Recently, I was explaining to an 'expert' about the necessity of tracking inventory. At the point where I emphasized the importance of knowing how many units of a given item a retailer had on his shelves, he stopped me.

"They already do that," he insisted. Then he jumped up to his chalkboard and wrote the following:

Beginning of the Month

10 Units

Sales

6 Units

Purchases

20 Units

Current Inventory

24 Units


 

I looked at his figures and I said, "You have several mistakes in your equation." He quickly re-added, 10-6+20=24, and he stared at me like I couldn't add and subtract. I grabbed his marker and drew:

Beginning of the Month

5 Units

Sales

3 Units

Purchases

0 Units

Theft

2 Units

Current Inventory

0 Units


 

Then I began to explain: "You didn't have ten units at the beginning of the month. You only had five, because your auditor miss-counted. You didn't sell six because one of them was an overring and two were actually something else that was sold by the clerk with the wrong PLU. And third, you didn't receive twenty units because the supplier sent you something else entirely, and the clerks stole the two that were left, so the real answer is: 5-3+0-2=0 … and finally, why did you order twenty of something you can only sell six of to begin with?"

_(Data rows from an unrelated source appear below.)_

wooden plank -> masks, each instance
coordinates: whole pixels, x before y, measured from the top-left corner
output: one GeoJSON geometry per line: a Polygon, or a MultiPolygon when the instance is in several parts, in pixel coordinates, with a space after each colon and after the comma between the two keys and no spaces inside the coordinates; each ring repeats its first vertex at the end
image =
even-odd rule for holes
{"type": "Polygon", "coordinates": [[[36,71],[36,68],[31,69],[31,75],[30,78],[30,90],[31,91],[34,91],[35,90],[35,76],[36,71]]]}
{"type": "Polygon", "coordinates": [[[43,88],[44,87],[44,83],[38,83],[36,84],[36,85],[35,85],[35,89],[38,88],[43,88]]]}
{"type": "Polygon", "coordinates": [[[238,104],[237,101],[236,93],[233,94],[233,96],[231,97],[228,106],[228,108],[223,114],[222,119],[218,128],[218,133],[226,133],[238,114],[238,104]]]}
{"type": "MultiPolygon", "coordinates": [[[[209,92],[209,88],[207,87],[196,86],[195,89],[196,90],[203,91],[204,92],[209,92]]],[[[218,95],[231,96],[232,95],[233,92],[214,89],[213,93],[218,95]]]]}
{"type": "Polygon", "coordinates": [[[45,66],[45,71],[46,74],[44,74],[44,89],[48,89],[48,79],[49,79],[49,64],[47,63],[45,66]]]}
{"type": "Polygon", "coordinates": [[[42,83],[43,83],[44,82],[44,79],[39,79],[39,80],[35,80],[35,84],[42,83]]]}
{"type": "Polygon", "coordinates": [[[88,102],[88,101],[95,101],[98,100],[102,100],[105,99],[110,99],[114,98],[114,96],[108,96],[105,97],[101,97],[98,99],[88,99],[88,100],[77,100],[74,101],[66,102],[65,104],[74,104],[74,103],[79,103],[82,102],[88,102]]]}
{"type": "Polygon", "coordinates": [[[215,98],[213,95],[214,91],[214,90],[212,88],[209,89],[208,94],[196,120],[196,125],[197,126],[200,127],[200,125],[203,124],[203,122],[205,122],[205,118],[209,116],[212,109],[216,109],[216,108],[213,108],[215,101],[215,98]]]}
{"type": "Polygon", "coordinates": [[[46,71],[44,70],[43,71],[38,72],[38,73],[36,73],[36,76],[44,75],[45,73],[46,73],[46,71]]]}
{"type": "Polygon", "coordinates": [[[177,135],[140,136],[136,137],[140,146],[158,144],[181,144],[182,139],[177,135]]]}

Now before you laugh, consider this. The truth is even more appalling. The current method of controlling inventory in convenience stores is done like this:

Groceries

 

Beginning of the Month

$12,000.00

Sales

6,000.00

Purchases

8,000.00

Adjustments

-2,000.00

Current Groceries

$12,000.00


 

It's called 'departmental' or 'category management' accounting. How do they determine the cost? The cost can be anything from charging off the amount of the purchases (at cost) for the entire month, or calculating what's called a 'cost ratio', determined by the dividing the purchase costs by the retail value, multiplying it by sales and entering it as one lump sum. Then outside auditors come in and add up the retail value by department and adjust the ending value accordingly; creating a loss or gain, depending upon which way the adjustment goes.

Is it any wonder why convenience store operators don't know what they have in their stores?